If you don't see these context menu items. Go to Symantec and register your copy of 360 if you have not already. Then get version 2.0 and install it. It is free to registered owners. This version added some user controls missing from the first version.


----------



## clyde123 (Apr 10, 2008)

I've been a supporter of Norton products for years, and sold thousands of them, supported them etc. But in the last couple of years we lost faith with them. Mainly because the Norton products used too much resources, memory etc. So a year ago we moved to selling and supporting Nod32 products. They are FAR better products, in many ways.
The Norton 360 especially is a bloated useless piece of stuff. The majority of calls we get now regarding security software problems, the customer has Norton 360.


----------



## Michael York (Nov 3, 2007)

monster4691 said:


> I've used Norton for years. I recently got the new version of 360 for my win xp home computer. I've looked all over the place and I tried to get help via Norton which was an extremely frustrating experience but I still can't figure out how to run a custom scan on just one file or folder.
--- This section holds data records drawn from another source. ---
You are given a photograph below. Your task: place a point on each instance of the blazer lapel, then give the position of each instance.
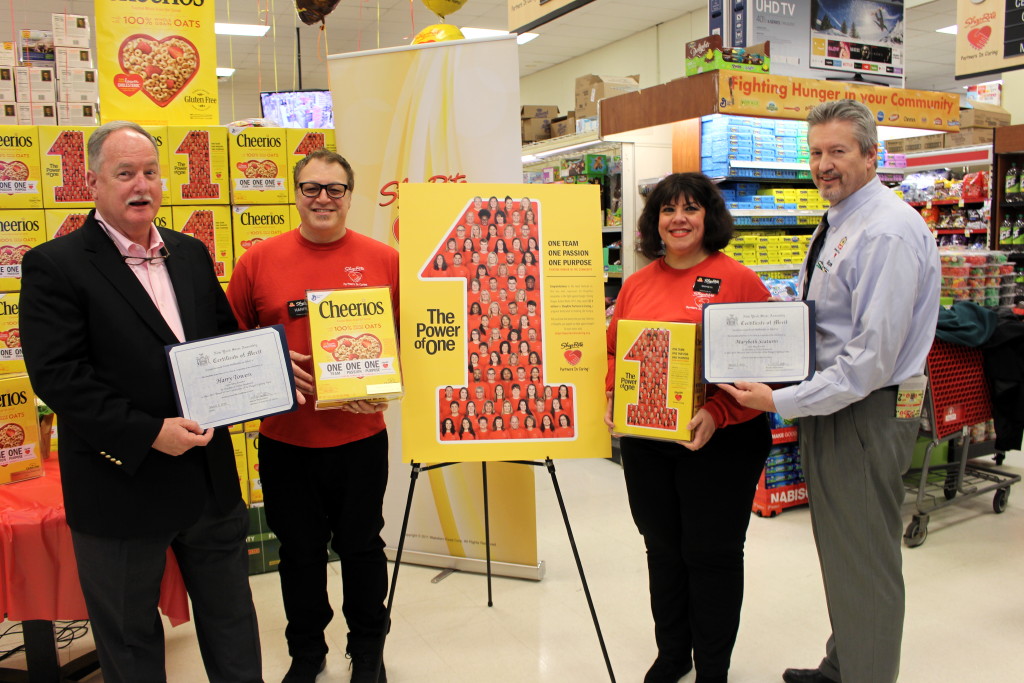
(107, 259)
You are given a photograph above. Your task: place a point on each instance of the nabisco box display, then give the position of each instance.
(19, 231)
(300, 141)
(212, 226)
(199, 164)
(252, 224)
(61, 156)
(657, 378)
(11, 357)
(258, 165)
(19, 454)
(20, 177)
(354, 346)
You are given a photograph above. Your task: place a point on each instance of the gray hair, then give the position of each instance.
(864, 129)
(98, 137)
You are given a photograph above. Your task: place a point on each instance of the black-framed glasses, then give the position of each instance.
(139, 260)
(334, 189)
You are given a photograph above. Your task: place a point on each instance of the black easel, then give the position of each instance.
(550, 465)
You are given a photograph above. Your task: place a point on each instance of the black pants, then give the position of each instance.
(692, 510)
(316, 496)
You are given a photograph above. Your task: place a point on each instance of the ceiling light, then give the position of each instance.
(257, 30)
(470, 32)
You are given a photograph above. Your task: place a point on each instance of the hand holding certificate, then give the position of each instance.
(232, 378)
(767, 342)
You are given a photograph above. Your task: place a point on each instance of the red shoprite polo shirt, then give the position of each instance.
(281, 269)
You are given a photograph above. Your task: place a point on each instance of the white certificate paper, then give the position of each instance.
(770, 341)
(232, 378)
I had to download a program off the web and I wanted to scan it before I opened it and I could not figure out how to do this.
> Does anyone know?
> HELP!
> R


Hi monster4691,

This is Mike from the Norton Authorized Support Team responding to your questions about Norton 360. Norton 360 version 1 did not have the ability to right-click on a file or folder and scan it.

As long as you have a valid subscription to Norton 360, you are eligible for an upgrade to version 2 of Norton 360, which does give you the ability to right-click and scan a particular file or folder. 

Please click on the following link to upgrade to Norton 360 2.0.

Norton 360 2.0 Upgrade

I hope that this information resolves your issue.

Thank you,
Mike


----------